В промежутках между душевными припадками, в которых он проявлял невиданную жестокость и творил прочие безумства, царь обретал здравый смысл, вполне достойный руководителя крупнейшего государства. Обладая природной проницательностью и большим опытом, подкрепленным редкой по тем временам образованностью и начитанностью в области богословия и философии, грозный царь без труда отличал реальных врагов от придуманных им самим. Иван Васильевич с раннего детства люто ненавидел бояр, многократно посягавших на его жизнь и царский венец, но вполне благоволил к простому народу. Он не то чтобы любил простых русских людей, представлявшихся ему с высоты дворцовой башни или из окна кареты сплошной серой массой, но, во всяком случае, ничего против них не имел и даже полагал полезными, вроде домашних животных. Во время праздников царь с удовольствием швырял горстями в толпу мелкие монеты, часто устраивал для народа бесплатные развлечения в виде публичных пыток и казней.
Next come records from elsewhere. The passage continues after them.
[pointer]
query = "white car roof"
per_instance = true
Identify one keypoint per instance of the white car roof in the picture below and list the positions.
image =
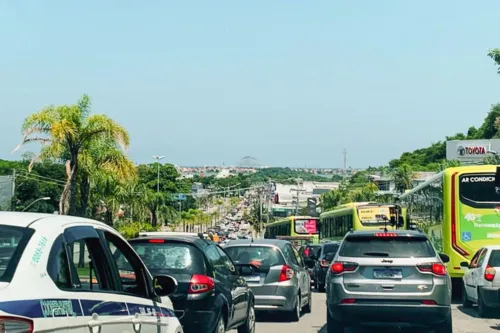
(22, 219)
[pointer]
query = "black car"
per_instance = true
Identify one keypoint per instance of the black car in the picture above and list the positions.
(211, 296)
(308, 251)
(322, 259)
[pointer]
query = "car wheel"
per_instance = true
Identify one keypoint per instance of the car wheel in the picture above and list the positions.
(308, 307)
(295, 313)
(332, 325)
(445, 327)
(465, 299)
(221, 326)
(249, 325)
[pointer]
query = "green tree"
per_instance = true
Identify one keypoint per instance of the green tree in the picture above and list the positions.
(64, 132)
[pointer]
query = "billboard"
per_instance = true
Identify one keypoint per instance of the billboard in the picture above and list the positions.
(471, 151)
(6, 194)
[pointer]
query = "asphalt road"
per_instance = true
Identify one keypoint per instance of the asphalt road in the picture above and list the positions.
(464, 321)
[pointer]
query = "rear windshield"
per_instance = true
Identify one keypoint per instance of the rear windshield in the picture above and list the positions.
(169, 258)
(494, 258)
(397, 247)
(13, 241)
(257, 255)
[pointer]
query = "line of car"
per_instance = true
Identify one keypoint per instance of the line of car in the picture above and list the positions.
(70, 274)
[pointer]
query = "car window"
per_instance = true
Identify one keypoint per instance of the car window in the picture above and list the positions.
(330, 248)
(394, 247)
(80, 266)
(289, 254)
(170, 258)
(227, 261)
(480, 260)
(494, 260)
(132, 274)
(216, 260)
(13, 241)
(256, 255)
(473, 262)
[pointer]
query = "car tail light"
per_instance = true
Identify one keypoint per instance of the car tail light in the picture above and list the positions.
(340, 267)
(200, 284)
(286, 273)
(489, 273)
(156, 240)
(13, 324)
(348, 301)
(435, 268)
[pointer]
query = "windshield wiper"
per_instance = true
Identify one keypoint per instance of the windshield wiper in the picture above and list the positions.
(376, 254)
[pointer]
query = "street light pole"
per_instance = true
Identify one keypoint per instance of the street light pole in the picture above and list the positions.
(158, 158)
(39, 199)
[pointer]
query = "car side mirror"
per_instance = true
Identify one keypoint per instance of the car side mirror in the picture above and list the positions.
(444, 258)
(164, 285)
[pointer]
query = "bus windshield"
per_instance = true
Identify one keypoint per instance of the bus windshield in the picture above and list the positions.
(374, 216)
(478, 190)
(306, 226)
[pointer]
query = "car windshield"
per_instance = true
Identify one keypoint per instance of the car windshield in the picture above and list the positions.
(169, 258)
(256, 255)
(383, 247)
(13, 241)
(329, 249)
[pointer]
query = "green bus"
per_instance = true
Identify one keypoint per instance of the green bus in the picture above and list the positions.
(297, 229)
(459, 210)
(360, 216)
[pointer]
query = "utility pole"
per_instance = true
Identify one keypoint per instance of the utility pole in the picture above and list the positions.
(260, 212)
(13, 206)
(158, 158)
(298, 190)
(345, 162)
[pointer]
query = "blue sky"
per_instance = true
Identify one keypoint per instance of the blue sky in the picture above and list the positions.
(287, 82)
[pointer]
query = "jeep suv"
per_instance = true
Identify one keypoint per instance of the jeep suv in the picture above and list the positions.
(388, 278)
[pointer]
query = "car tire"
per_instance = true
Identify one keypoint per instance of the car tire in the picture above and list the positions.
(295, 313)
(332, 325)
(308, 307)
(221, 325)
(465, 299)
(249, 325)
(445, 327)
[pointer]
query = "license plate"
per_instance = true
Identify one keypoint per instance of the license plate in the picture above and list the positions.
(387, 273)
(255, 278)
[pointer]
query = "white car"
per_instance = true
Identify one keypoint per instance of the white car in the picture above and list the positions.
(58, 274)
(481, 281)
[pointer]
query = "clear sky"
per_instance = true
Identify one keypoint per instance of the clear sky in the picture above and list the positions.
(290, 83)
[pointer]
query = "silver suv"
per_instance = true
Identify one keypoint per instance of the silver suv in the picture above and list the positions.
(391, 278)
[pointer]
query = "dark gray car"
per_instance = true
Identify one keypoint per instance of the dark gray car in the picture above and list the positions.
(392, 278)
(280, 281)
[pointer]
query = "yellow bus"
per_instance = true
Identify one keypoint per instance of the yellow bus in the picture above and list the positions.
(459, 209)
(297, 229)
(360, 216)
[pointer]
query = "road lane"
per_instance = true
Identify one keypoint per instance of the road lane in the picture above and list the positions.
(464, 321)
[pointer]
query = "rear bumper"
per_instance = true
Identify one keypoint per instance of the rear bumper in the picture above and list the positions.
(491, 296)
(413, 315)
(282, 300)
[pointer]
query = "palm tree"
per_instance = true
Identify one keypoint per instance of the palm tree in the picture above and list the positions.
(65, 131)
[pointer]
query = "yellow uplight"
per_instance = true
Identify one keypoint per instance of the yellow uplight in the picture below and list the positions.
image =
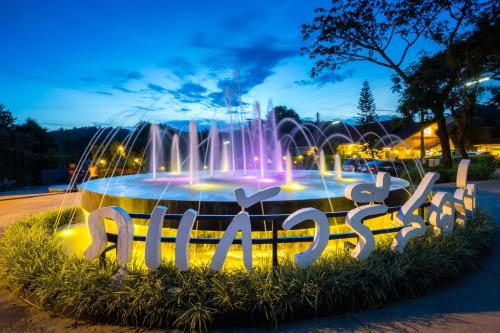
(293, 187)
(204, 186)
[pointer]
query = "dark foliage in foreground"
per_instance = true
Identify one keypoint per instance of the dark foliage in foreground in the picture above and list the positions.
(33, 264)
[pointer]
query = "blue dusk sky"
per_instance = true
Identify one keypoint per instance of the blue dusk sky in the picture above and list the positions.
(78, 63)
То, что на эти «развлечения» людей сгоняли силком, государя, естественно, нисколько не трогало. Грозный царь иногда мог и услышать голос этого самого народа. Разоряя и сжигая Новгород, убивая его граждан тысячами, Иван Васильевич отверг все мольбы и просьбы о пощаде высшего духовенства, бояр и купечества, но прислушался к увещеваниям юродивого мужика, прослезился и простил немногих оставшихся в живых, увел прочь свое опричное войско, милостиво позволил вновь отстроить дочиста ограбленный город.